FLIP: Towards Comprehensive and Reliable Evaluation of Federated Prompt Learning
This work addresses the need for reliable evaluation in federated learning for privacy-sensitive applications, but it is incremental as it focuses on benchmarking rather than proposing new methods.
The paper tackles the problem of evaluating federated prompt learning algorithms for vision-language models by introducing FLIP, a comprehensive framework that tests 8 methods across 4 protocols and 12 datasets, showing that prompt learning maintains strong generalization with minimal resource use.

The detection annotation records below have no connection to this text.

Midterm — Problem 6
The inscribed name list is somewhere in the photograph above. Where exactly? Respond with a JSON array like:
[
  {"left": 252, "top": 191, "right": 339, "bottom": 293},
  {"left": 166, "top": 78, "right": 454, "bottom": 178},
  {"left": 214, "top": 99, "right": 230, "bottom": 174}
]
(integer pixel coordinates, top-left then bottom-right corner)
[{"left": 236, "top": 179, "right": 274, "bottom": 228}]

The increasing emphasis on privacy and data security has driven the adoption of federated learning, a decentralized approach to train machine learning models without sharing raw data. Prompt learning, which fine-tunes prompt embeddings of pretrained models, offers significant advantages in federated settings by reducing computational costs and communication overheads while leveraging the strong performance and generalization capabilities of vision-language models such as CLIP. This paper addresses the intersection of federated learning and prompt learning, particularly for vision-language models. In this work, we introduce a comprehensive framework, named FLIP, to evaluate federated prompt learning algorithms. FLIP assesses the performance of 8 state-of-the-art federated prompt learning methods across 4 federated learning protocols and 12 open datasets, considering 6 distinct evaluation scenarios. Our findings demonstrate that prompt learning maintains strong generalization performance in both in-distribution and out-of-distribution settings with minimal resource consumption. This work highlights the effectiveness of federated prompt learning in environments characterized by data scarcity, unseen classes, and cross-domain distributional shifts. We open-source the code for all implemented algorithms in FLIP to facilitate further research in this domain.